Make typing.SupportsFloat, SupportsComplex and SupportInt be Unions with SupportsIndex

From the datamodel doc page:

object.__complex__(self)
object.__int__(self)
object.__float__(self)

    Called to implement the built-in functions complex(), int() and float(). Should return a value of the appropriate type.

My proposition is to make the typing.SupportsFloat class be a “does this support calling float() on it” rather than “does it have __float__”.
Because __float__ has no other documented purpose (see quote above) than serving as an anchor for the float builtin converter, so why not make the ABC more adapted to that builtin float converter ? As is stands, SupportsFloat has no purpose in an isinstance (or typing) context other than as SupportsFloat | SupportsIndex.
Same rationale for the two other ABC.

What I mean by “be subclasses of” is not that it has to be implemented that way, but that an object would test as being an instance of SupportsFloat whenever it tests as an instance of SupportsIndex.

The only difference then between isinstance(a, SupportsFloat) and this:

try:
    float(a)
except Exception:
    return False
else:
    return True

…would be the strings such as "+4" which would return false for the isinstance but true for the try/except. But I think it would still be worth it.
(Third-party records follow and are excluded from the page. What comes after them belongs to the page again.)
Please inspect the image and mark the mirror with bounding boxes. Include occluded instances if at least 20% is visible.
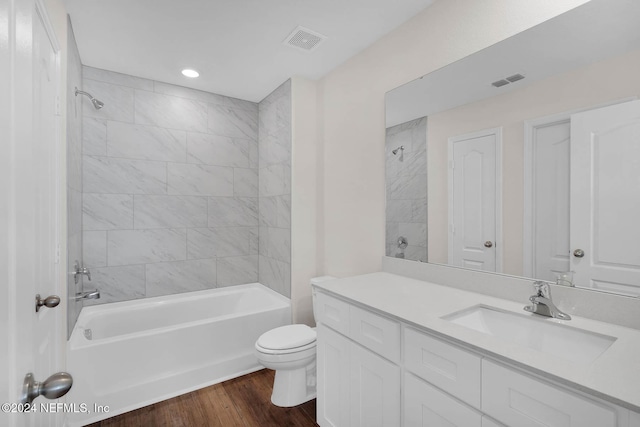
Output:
[386,0,640,297]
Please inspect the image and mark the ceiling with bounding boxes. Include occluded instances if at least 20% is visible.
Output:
[64,0,434,102]
[386,0,640,127]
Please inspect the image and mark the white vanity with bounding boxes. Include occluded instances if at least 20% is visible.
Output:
[314,272,640,427]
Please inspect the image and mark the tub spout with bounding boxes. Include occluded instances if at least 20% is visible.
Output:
[74,289,100,301]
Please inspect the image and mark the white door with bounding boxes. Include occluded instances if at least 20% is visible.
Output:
[449,129,502,271]
[349,343,400,427]
[570,101,640,296]
[0,0,65,426]
[525,117,571,281]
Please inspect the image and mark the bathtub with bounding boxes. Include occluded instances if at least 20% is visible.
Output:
[67,283,291,426]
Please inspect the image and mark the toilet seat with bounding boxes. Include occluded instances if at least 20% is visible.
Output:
[255,325,316,354]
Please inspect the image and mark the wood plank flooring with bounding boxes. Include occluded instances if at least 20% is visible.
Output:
[91,369,317,427]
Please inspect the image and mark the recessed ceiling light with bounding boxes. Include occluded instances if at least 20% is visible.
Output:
[182,68,200,79]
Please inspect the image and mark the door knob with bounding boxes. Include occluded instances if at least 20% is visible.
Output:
[36,294,60,313]
[20,372,73,404]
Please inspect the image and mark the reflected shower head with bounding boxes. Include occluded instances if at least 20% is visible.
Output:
[391,145,404,156]
[76,87,104,110]
[91,98,104,110]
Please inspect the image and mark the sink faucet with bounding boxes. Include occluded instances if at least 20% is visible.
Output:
[524,280,571,320]
[74,289,100,301]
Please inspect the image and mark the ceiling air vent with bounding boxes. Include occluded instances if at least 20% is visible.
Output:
[491,73,524,87]
[491,79,509,87]
[507,74,524,83]
[282,27,327,52]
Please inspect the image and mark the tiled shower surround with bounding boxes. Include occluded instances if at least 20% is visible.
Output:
[67,18,84,336]
[258,80,291,297]
[386,117,427,262]
[83,67,291,303]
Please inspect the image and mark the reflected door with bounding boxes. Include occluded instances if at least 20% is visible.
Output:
[570,101,640,296]
[449,129,501,271]
[525,117,571,281]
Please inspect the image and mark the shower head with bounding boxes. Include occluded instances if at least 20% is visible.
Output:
[76,87,104,110]
[391,145,404,156]
[91,98,104,110]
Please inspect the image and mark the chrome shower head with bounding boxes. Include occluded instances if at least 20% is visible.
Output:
[91,98,104,110]
[391,145,404,156]
[76,87,104,110]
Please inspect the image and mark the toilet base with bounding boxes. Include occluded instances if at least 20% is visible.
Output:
[271,360,316,408]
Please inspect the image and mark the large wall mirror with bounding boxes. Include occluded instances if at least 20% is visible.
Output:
[386,0,640,297]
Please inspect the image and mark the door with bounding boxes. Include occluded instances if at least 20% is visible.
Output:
[525,120,571,281]
[449,129,502,272]
[570,101,640,296]
[317,324,349,427]
[0,0,65,426]
[349,343,400,427]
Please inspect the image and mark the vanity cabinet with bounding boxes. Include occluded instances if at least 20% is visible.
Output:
[316,323,351,427]
[316,292,640,427]
[482,359,619,427]
[317,324,400,427]
[404,373,482,427]
[346,343,400,427]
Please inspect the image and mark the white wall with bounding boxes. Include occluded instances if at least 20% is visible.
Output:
[318,0,586,276]
[291,77,318,325]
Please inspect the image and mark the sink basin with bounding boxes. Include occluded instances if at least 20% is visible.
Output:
[442,305,616,364]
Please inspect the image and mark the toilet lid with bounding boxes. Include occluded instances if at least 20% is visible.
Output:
[258,325,316,350]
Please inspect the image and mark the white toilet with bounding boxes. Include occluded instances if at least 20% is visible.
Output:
[255,276,334,407]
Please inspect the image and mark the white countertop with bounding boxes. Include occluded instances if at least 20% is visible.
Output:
[315,272,640,412]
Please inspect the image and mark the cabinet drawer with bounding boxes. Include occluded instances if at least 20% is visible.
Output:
[404,374,483,427]
[482,359,618,427]
[349,306,400,363]
[404,328,482,409]
[315,292,349,335]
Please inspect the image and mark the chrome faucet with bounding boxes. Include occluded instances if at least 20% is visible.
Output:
[74,289,100,301]
[73,260,91,285]
[524,280,571,320]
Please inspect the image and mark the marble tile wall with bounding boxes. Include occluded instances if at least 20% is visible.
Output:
[258,80,291,297]
[82,67,260,304]
[386,117,427,262]
[67,19,83,337]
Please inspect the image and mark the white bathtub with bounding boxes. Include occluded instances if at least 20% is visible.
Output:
[67,283,291,426]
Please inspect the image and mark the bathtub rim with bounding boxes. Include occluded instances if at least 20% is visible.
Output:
[67,282,291,351]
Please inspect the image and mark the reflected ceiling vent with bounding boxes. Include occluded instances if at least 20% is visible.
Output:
[282,27,327,52]
[507,74,524,83]
[491,73,524,87]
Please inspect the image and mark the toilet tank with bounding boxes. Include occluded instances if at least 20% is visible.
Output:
[311,276,335,320]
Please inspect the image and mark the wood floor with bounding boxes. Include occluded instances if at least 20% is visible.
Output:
[91,369,317,427]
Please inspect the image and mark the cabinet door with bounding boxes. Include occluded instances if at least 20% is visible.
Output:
[482,359,618,427]
[404,374,482,427]
[349,343,400,427]
[317,324,350,427]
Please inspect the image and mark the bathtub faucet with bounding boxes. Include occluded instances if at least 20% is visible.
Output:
[74,289,100,301]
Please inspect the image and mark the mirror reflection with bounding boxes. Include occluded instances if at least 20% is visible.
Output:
[386,0,640,297]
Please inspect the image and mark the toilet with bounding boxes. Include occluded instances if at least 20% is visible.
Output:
[255,276,334,408]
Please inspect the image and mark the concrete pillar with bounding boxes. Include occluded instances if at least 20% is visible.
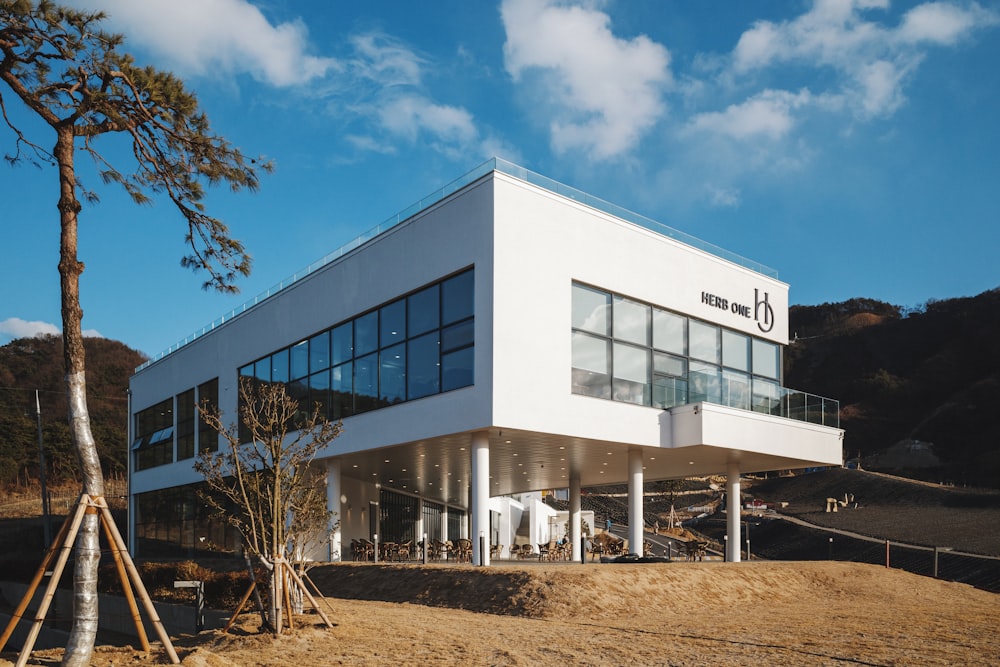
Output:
[326,459,344,562]
[469,431,490,565]
[569,473,583,563]
[628,449,645,556]
[726,462,741,563]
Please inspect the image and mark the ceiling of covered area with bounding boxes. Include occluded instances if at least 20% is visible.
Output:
[324,428,840,506]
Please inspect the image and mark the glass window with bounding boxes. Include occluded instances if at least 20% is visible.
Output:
[330,322,354,365]
[722,369,750,410]
[330,362,354,419]
[177,389,195,461]
[612,296,649,345]
[753,338,779,380]
[198,378,219,452]
[406,285,441,336]
[379,299,406,348]
[573,331,611,398]
[441,271,475,324]
[253,357,271,382]
[688,320,719,364]
[271,347,288,382]
[354,310,378,357]
[688,362,722,403]
[309,327,330,373]
[722,329,750,371]
[751,378,781,415]
[441,347,476,391]
[612,343,649,405]
[354,354,378,413]
[288,340,309,380]
[406,331,441,399]
[441,320,476,352]
[378,344,406,405]
[573,285,611,336]
[653,308,687,355]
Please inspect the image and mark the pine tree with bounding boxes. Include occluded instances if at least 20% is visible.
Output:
[0,0,271,666]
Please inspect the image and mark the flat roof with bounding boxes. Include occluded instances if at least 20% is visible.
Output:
[135,157,778,373]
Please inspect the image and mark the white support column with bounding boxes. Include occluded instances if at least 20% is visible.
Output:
[726,462,741,563]
[628,449,645,556]
[569,473,583,563]
[326,459,344,562]
[469,431,490,565]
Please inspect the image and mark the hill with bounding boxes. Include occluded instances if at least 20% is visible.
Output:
[785,289,1000,488]
[0,335,145,489]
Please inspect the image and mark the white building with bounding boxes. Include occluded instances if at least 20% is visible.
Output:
[131,160,843,563]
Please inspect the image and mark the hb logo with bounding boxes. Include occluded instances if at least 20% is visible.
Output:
[753,288,774,333]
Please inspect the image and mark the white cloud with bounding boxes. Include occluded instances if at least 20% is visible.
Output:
[688,90,810,140]
[501,0,672,159]
[0,317,104,338]
[71,0,338,86]
[732,0,1000,119]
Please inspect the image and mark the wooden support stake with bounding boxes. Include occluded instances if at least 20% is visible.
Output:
[222,579,257,633]
[101,508,150,653]
[16,495,87,667]
[96,498,181,665]
[0,494,73,651]
[282,561,333,628]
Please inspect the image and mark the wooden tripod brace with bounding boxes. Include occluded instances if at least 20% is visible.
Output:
[0,493,180,667]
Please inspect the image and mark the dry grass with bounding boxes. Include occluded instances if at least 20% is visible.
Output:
[0,562,1000,667]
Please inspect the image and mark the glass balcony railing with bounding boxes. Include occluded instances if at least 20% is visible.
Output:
[653,372,840,428]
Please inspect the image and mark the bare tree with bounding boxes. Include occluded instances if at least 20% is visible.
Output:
[0,0,271,667]
[195,377,342,631]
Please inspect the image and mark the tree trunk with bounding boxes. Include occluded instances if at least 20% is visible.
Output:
[53,125,104,667]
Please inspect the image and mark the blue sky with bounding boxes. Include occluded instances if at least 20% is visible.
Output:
[0,0,1000,354]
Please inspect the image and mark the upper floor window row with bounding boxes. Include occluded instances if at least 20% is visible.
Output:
[239,269,475,419]
[132,378,219,470]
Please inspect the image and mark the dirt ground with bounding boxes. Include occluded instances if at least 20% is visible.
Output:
[0,562,1000,667]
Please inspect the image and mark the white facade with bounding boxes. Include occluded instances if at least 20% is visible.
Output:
[131,163,843,562]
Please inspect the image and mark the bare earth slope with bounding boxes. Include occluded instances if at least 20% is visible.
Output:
[0,562,1000,667]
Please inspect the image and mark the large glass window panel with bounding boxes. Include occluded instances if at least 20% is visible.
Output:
[722,369,750,410]
[285,378,313,428]
[753,338,780,380]
[573,285,611,336]
[379,299,406,348]
[198,378,219,452]
[722,329,750,371]
[309,326,330,373]
[406,285,441,336]
[441,320,476,352]
[330,362,354,419]
[354,310,378,357]
[378,344,406,405]
[330,322,354,366]
[653,308,687,355]
[406,331,441,399]
[441,271,475,324]
[271,348,288,382]
[177,389,195,461]
[309,370,332,419]
[688,320,719,364]
[572,331,611,398]
[354,354,378,413]
[688,361,722,403]
[612,296,650,345]
[612,343,650,405]
[441,347,476,391]
[288,340,309,380]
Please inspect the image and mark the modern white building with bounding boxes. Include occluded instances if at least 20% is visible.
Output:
[130,159,843,563]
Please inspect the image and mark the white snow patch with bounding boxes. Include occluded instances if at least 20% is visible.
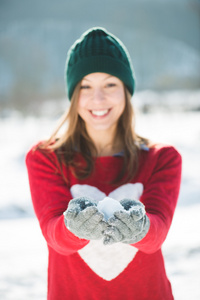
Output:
[97,197,124,221]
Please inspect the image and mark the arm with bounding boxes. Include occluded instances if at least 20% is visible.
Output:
[134,147,182,253]
[26,145,88,255]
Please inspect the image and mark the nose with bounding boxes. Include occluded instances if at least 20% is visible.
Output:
[93,88,105,101]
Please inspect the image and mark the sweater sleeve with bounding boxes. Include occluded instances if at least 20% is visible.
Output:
[26,145,88,255]
[134,147,182,253]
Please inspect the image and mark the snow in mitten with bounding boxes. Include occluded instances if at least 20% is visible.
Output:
[103,199,150,245]
[64,197,107,240]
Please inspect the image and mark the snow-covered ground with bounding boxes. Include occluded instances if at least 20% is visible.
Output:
[0,91,200,300]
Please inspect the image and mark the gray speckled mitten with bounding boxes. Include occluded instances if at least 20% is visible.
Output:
[64,197,107,240]
[103,199,150,245]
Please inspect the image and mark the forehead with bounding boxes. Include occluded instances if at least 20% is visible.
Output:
[82,72,120,82]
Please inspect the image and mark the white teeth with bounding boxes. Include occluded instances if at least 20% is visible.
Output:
[92,109,108,116]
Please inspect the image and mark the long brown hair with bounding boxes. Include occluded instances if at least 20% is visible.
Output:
[39,83,148,183]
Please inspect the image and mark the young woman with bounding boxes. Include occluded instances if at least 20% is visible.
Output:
[26,28,181,300]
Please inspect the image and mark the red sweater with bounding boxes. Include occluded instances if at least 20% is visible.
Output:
[26,145,181,300]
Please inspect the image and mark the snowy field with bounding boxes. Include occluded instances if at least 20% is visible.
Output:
[0,92,200,300]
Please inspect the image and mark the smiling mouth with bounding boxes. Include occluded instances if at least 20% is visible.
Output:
[90,109,111,117]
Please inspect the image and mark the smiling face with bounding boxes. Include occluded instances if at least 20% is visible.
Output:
[78,73,125,134]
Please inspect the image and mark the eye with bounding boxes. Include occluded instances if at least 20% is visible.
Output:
[106,82,116,88]
[80,84,90,90]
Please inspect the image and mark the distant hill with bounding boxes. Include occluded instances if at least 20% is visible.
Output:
[0,0,200,110]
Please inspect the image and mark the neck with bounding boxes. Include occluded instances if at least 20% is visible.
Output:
[87,126,123,156]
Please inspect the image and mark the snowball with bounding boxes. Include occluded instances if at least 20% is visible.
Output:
[97,197,124,221]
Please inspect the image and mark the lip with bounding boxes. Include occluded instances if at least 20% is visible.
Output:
[89,108,111,119]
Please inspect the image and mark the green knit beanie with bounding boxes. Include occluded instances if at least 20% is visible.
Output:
[65,27,135,100]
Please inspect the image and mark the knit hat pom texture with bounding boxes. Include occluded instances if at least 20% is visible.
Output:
[65,27,135,99]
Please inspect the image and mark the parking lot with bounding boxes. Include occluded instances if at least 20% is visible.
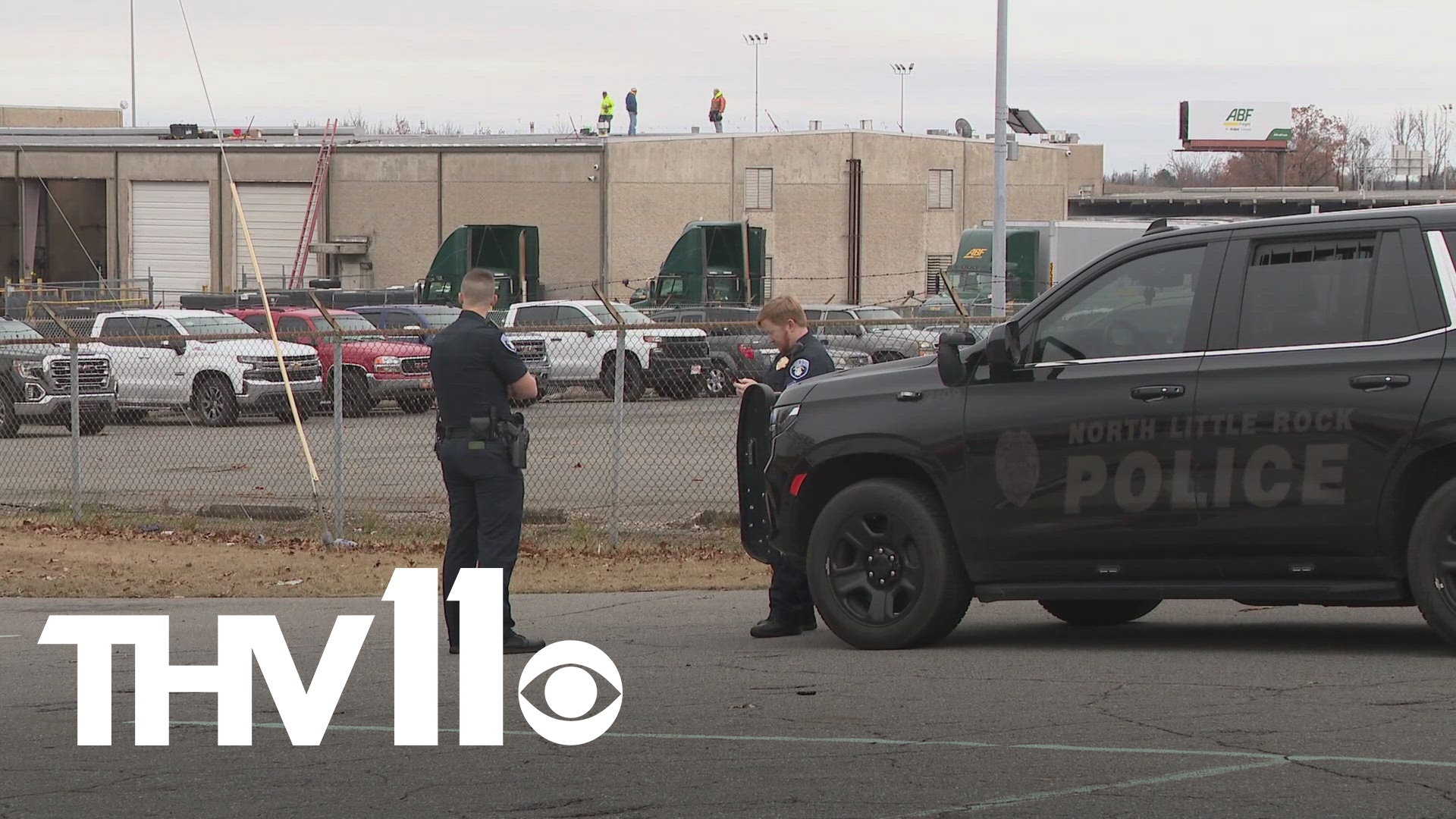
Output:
[0,391,738,522]
[0,592,1456,819]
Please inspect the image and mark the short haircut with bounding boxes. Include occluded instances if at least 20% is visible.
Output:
[758,296,810,326]
[460,268,495,307]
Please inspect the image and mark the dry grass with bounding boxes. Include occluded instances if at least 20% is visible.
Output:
[0,513,769,598]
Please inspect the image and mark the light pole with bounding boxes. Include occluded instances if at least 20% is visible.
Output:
[127,0,136,128]
[992,0,1010,316]
[890,63,915,134]
[742,33,769,133]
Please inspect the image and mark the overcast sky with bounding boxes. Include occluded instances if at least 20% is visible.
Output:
[0,0,1456,171]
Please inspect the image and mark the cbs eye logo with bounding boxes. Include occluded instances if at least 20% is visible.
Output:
[517,640,622,745]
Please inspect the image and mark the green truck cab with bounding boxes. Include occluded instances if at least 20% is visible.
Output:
[416,224,541,310]
[916,228,1046,316]
[632,221,767,307]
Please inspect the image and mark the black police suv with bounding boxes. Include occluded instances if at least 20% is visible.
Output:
[738,206,1456,648]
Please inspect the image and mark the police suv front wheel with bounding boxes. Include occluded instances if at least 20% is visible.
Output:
[1405,479,1456,644]
[1041,592,1162,628]
[805,478,971,648]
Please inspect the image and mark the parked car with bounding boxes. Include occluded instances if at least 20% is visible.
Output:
[804,305,939,364]
[86,310,323,427]
[224,307,435,419]
[505,300,711,400]
[652,307,871,397]
[0,316,117,438]
[351,305,552,405]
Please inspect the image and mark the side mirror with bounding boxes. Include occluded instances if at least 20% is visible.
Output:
[935,332,975,386]
[986,322,1019,381]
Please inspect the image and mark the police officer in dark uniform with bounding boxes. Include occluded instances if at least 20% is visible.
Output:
[736,296,834,637]
[429,270,546,654]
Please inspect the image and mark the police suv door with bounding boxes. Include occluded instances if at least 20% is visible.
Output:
[959,232,1226,580]
[1184,217,1448,571]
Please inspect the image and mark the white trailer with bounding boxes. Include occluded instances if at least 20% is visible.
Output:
[981,218,1233,294]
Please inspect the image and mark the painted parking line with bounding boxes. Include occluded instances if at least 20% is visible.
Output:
[893,759,1288,819]
[159,720,1456,768]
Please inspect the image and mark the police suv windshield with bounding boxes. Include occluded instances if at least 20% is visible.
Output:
[0,322,46,338]
[177,316,261,338]
[331,313,384,341]
[855,307,910,332]
[413,307,460,326]
[582,303,652,324]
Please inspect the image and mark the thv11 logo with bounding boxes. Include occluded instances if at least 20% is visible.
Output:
[39,568,622,745]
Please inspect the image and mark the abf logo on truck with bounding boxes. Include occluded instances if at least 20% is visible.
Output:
[1223,108,1254,128]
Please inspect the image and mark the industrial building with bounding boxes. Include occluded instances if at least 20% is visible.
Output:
[0,109,1102,303]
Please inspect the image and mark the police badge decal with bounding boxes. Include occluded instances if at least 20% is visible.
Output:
[996,430,1041,506]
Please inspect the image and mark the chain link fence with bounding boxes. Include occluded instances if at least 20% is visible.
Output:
[0,305,989,531]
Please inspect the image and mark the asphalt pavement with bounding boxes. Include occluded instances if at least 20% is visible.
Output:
[0,592,1456,819]
[0,391,738,523]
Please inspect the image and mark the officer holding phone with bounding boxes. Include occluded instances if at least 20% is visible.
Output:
[429,268,546,654]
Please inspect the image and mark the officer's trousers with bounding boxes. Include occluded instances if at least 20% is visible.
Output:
[769,561,814,623]
[435,438,526,645]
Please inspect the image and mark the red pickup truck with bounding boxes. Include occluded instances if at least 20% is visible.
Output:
[224,307,435,419]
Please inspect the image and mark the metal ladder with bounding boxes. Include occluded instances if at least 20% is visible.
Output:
[288,120,339,287]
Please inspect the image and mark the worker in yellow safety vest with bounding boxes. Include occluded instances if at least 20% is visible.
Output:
[597,92,617,134]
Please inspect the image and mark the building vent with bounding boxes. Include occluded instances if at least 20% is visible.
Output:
[924,253,951,296]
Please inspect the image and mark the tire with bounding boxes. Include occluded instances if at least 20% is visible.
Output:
[805,478,971,648]
[1040,601,1162,628]
[337,370,378,419]
[274,400,318,424]
[703,362,737,398]
[601,356,646,400]
[192,376,237,427]
[1405,479,1456,645]
[61,410,111,436]
[0,389,20,438]
[657,376,701,400]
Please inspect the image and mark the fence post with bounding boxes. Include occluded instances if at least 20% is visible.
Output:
[334,334,344,538]
[71,338,82,523]
[611,319,628,549]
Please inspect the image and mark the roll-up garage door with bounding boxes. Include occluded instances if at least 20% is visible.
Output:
[131,182,212,303]
[233,182,312,290]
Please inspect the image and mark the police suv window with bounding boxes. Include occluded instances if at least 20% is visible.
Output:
[516,305,556,325]
[100,316,146,347]
[1031,246,1204,363]
[1238,232,1392,350]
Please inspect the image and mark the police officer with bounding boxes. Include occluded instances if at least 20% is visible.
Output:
[734,296,834,637]
[429,268,546,654]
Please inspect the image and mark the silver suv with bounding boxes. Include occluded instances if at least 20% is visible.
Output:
[804,305,939,364]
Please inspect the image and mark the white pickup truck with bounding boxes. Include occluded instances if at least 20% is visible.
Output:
[87,310,323,427]
[505,300,712,400]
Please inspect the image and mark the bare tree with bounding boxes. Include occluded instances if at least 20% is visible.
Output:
[1165,152,1228,188]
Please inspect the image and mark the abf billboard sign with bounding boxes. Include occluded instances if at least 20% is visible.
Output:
[1178,101,1294,143]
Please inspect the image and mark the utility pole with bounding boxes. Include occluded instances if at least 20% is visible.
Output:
[128,0,136,128]
[992,0,1009,316]
[890,63,915,134]
[742,33,769,134]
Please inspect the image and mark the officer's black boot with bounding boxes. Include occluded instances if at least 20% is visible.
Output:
[505,631,546,654]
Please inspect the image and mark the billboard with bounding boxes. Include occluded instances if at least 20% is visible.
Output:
[1178,99,1294,147]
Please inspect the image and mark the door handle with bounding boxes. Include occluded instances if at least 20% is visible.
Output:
[1350,375,1410,392]
[1133,383,1184,403]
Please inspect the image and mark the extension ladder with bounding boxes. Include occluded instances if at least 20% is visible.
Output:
[288,120,339,287]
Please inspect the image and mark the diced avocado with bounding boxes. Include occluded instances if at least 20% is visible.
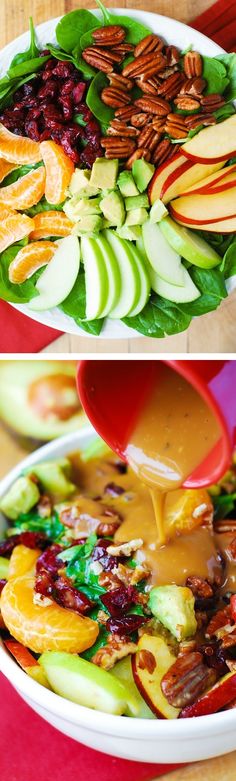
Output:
[117,171,138,198]
[22,459,75,500]
[72,214,103,236]
[90,157,118,190]
[116,222,141,241]
[124,208,148,227]
[69,168,99,196]
[132,158,155,193]
[100,190,125,227]
[39,651,137,715]
[0,470,40,521]
[125,195,149,212]
[111,655,156,719]
[0,556,9,580]
[149,198,169,222]
[148,585,197,641]
[63,195,101,222]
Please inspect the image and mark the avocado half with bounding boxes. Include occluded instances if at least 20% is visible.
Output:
[0,360,86,449]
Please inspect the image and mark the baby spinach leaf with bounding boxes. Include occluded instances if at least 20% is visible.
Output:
[56,8,100,53]
[220,245,236,279]
[123,293,191,339]
[86,72,114,127]
[96,0,151,45]
[181,266,227,317]
[214,52,236,100]
[60,270,104,336]
[202,56,229,95]
[10,16,40,68]
[0,242,37,304]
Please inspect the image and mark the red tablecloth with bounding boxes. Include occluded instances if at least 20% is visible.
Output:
[0,0,236,354]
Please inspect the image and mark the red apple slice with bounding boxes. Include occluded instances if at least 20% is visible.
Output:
[181,114,236,163]
[170,209,236,233]
[179,670,236,719]
[132,635,179,719]
[148,152,187,205]
[160,160,224,203]
[171,184,236,225]
[180,162,236,195]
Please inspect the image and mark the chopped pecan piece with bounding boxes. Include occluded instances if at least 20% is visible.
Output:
[184,52,202,79]
[107,537,143,557]
[134,33,164,57]
[92,24,126,46]
[186,575,213,599]
[91,634,137,670]
[161,651,217,708]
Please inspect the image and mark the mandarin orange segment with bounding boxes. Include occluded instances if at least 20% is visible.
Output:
[40,141,75,204]
[8,545,42,580]
[8,241,58,285]
[0,209,34,252]
[0,166,46,209]
[0,158,18,182]
[0,123,42,165]
[1,576,99,654]
[30,211,73,239]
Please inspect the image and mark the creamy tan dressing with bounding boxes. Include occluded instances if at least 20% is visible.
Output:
[126,363,220,545]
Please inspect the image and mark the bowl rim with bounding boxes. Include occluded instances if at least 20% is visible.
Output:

From what I understand, you should probably post this to python/typing.

Should not it be in other way to satisfy the Liskov’s substitution principle? SupportsIndex being a subclass of SupportsFloat, SupportsComplex and SupportInt?

@storchaka I think I sort of understand what you mean, so yes, it should probably not be a subclass.
In that case my proposition is to make NewSupportsFloat = OldSupportsFloat | OldSupportsIndex. And then yes, we can have NewSupportsIndex report as a subclass of… basically all the others.

Though it’s worth noting that a class implementing __float__, __int__ and __complex__ but not __index__ would be a subclass of NewSupportsIndex but not of OldSupportsIndex. I like that ABC as a feature but I’m not sure it should be called SupportsIndex.

@NeilGirdhar I don’t think so, that seems to be a forum about help and best practices while I’m talking about changes to the features of the typing module.

Is this true? Code search results · GitHub

I think so, yes. I would candidly claim that in all examples you find where SupportsFloat is tested and SupportsIndex is not, then either I could pass a SupportsIndex subclass and it would work the same while being reported as a typing error, or the example would be accessing __float__ directly in a way that would betray the datamodel and the only documented purpose of that method.

Actually if you look into these examples most of them include SupportsIndex from version 3.8 on, and that’s because it only exists since then.